Gerade das Streamen stellt die Airlines aber wieder vor ein neues Problem: Wenn 250 Passagiere parallel Videos gucken, bleibt für jeden einzelnen kaum noch Bandbreite übrig – selbst mit der besten aktuell verfügbaren Technologie. Lufthansa Technik forscht deshalb an der Möglichkeit, Daten über die LED-Leselampe zu übertragen. Bei einem Testlauf funktionierte das auch schon recht gut. Nur fehlt es bisher an Empfangsgeräten. Das Unternehmen steht jedoch in Kontakt mit Smartphone-Herstellern und Mobilfunkanbietern, die zumindest in diese Richtung denken.

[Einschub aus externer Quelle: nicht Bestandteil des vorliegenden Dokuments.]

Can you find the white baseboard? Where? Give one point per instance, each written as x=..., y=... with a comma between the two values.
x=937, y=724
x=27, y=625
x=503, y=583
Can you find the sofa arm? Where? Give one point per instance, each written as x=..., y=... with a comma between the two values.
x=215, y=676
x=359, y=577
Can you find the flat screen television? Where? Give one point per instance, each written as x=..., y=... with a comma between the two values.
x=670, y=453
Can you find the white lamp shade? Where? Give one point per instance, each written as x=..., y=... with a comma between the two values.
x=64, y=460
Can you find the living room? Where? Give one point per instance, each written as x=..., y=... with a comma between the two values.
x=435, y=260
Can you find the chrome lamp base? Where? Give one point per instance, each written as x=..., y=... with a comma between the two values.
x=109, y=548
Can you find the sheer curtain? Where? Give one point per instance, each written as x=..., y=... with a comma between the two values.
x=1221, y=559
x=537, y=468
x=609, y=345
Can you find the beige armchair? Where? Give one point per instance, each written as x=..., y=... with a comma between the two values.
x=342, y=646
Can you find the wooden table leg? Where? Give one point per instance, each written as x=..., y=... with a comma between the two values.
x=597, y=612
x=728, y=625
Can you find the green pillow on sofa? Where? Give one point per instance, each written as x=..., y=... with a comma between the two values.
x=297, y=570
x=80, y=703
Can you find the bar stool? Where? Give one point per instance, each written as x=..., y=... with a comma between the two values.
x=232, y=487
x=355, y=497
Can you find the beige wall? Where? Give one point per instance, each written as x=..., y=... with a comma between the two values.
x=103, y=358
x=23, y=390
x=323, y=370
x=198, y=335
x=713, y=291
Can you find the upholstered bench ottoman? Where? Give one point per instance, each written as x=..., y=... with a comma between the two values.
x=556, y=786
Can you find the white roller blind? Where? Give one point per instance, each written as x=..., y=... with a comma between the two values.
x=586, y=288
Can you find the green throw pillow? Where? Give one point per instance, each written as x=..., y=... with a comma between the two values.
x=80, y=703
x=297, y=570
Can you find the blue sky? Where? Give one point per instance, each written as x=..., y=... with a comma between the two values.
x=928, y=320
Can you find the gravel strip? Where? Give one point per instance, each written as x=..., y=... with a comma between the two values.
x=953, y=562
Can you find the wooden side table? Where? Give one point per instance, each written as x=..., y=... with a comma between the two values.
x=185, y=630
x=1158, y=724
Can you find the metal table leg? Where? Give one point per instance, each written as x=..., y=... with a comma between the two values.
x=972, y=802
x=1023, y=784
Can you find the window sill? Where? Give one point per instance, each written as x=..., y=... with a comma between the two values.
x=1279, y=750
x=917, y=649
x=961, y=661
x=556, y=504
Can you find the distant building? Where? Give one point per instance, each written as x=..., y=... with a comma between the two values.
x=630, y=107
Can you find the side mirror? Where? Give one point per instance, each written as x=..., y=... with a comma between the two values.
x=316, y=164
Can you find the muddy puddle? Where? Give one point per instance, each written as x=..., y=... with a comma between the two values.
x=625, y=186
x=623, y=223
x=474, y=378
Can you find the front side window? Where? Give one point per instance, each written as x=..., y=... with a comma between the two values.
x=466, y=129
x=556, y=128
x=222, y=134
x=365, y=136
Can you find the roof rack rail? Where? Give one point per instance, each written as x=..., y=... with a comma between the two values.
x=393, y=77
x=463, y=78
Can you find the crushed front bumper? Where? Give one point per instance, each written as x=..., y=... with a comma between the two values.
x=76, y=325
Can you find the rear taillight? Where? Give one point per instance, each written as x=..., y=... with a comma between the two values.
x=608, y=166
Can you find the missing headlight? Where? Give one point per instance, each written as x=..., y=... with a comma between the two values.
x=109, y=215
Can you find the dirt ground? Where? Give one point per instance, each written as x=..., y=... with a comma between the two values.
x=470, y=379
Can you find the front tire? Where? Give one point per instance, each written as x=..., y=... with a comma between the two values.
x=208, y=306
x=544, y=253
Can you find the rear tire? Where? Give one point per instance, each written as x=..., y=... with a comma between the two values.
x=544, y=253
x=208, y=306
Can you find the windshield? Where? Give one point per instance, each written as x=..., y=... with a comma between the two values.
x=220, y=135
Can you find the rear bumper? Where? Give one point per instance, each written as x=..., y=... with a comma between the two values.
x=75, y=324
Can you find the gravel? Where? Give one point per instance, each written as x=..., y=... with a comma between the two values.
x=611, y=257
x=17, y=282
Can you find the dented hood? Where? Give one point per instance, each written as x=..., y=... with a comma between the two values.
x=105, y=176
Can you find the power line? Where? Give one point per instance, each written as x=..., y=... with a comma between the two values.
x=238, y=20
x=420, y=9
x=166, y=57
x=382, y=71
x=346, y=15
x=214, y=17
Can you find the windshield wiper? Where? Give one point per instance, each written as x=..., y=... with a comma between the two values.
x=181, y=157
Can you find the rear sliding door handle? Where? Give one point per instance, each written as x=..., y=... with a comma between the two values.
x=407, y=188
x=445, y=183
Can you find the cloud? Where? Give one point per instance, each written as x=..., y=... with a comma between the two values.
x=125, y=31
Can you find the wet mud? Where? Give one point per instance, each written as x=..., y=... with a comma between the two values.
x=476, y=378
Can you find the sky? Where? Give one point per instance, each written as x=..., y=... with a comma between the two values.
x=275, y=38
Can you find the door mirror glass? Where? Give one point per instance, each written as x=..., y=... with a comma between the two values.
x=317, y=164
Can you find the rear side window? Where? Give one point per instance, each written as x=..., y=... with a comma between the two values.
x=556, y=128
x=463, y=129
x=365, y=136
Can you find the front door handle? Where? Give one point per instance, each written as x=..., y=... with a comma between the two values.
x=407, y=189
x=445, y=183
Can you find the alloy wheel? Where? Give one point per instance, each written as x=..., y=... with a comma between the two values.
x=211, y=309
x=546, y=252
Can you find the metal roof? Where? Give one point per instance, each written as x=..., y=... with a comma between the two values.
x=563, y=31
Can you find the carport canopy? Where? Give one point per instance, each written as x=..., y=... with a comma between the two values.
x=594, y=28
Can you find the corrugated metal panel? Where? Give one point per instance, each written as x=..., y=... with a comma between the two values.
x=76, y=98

Für Passagiere hält Luftfahrtexperte Großbongardt noch zwei weitere gute Nachrichten bereit. Er geht davon aus, dass das Internet nur wenig oder gar nichts kostet: „In den USA, wo es Internet an Bord schon länger gibt, hat sich gezeigt, dass Passagiere kaum bereit sind dafür Geld auszugeben.“
Außerdem dürfte das Internet auch im Low-Cost-Bereich Einzug halten. Insbesondere auf der Langstrecke. Denn neben zusätzlichen Komfort und Unterhaltung bringt die Drahtlosverbindung auch eine Gewichtsreduzierung – und spart damit Kerosin in Form von Geld. „Bei einem A330 bewegen wir uns im Bereich von sechs bis sieben Tonnen, die eingespart werden können.“
Da ist die Drahtlostechnik der Flexibilisierung der Sitzplätze voraus. Denn das Schienensystem, dass Airbus vorschwebt ist schwerer als normale Sitze. „Mehr Flexibilisierung und Modularisierung kann durchaus auch mehr Gewicht bedeuten. Die Vor- und Nachteile können auf das jeweilige Business Modell bewertet werden“, erläutert Gäthje. „Uns war es wichtig das System schnell auf den Markt zu bringen um dann Erfahrungen zu sammeln. Mit den Rückmeldungen der Airlines können wir es dann weiter ausbauen.“
Die Drahtlostechnik ist hingegen schon jetzt auf dem Vormarsch. Mit Smartphone, Laptop oder Tablet auch über den Wolken ins Netz gehen – das dürfte schon mal nicht mehr Zukunftsmusik sein.